Reputation: 139
I have two tables, one with 166M address points and one with 170,000 precinct polygons. I want to intersect the points through the polygons to get a table containing the address id and the precinct id for the precinct the address is found in. To avoid issues with precincts that overlap state boundaries (because this is a merged dataset of individual state datasets), I have added a condition that the state in each file be the same.
To improve performance, both input tables have been clustered by their respective geometry fields, an inner join is used, and the input tables are materialized as tables (as per the documentation on using spatial joins). However, the process times out before it finishes.

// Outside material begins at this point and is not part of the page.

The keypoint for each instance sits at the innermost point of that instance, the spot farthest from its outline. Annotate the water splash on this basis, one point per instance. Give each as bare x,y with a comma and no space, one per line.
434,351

To troubleshoot, I ensured that the precinct polygons have the expected orientation (which was the issue in this post), and I have also reviewed the BigQuery documentation on optimizing queries
The first thing I tried was a standard inner join:
SELECT
addr.id_address,
prec.id_precinct,
prec.geom
FROM precincts AS prec
INNER JOIN addresses AS addr
ON prec.geo_state = addr.geo_state
AND ST_INTERSECTS(addr.geom, prec.geom)
I have also tried using a window function:
SELECT *
FROM (
SELECT
addr.id_address,
prec.id_precinct,
prec.geom,
ROW_NUMBER() OVER(PARTITION BY addr.geo_state) AS rn
FROM addresses AS addr
INNER JOIN precincts AS prec
ON prec.geo_state = addr.geo_state
AND ST_INTERSECTS(addr.geom, prec.geom)
) AS ranked
WHERE rn = 1
In both cases, it times out before finishing. Any help on how to optimize this query is much appreciated. Note that I am using dbt
to run this, and I have my timeout set to 1800 sec (it times out when running it in the BigQuery UI, though, too).
Upvotes: 1
Views: 832
Reputation: 7744
If the query runs fast enough when you remove the state equality condition prec.geo_state = addr.geo_state
, the solution is to remove the condition and filter the result with a separate query, or turn it into something where both sides of =
depend on left and right join children, e.g.
CONCAT(prec.geo_state, ".", addr.geo_state) = CONCAT(addr.geo_state, ".", prec.geo_state)
Explanation: BigQuery does not yet support efficient mixing of different types of JOIN conditions. If it sees both an equality condition and a geospatial condition in a single join, it "prefers" the equality join, executing the geospatial predicate as a regular filter condition, instead of building and using geospatial indices.
That's why this trick often improves performance: it "hides" the equality condition, makes BigQuery use geospatial join, and only then check the now-complex equality condition. Of course, it only works if the query without state equality predicate runs reasonably fast.
Upvotes: 2
Reputation: 105
Michael, I've read the article and this post was hoping for some clarification on how to apply this. I have this
SELECT columns
FROM a
JOIN b
ON a.county_fips IN UNNEST(b.county_fips_list)
AND ST_INTERSECTS(a.geometry, b.geopoint)
WHERE poi.client_id IN UNNEST(partner_list)
The county_fips are string types and county_fips_list is an array of strings.
How would suggest I optimize this? This just a part of a larger query but have isolated this is where it bottle necks
Should I move the county fips outside of the join to the where clause beneath? Thank you in advance!
Upvotes: 1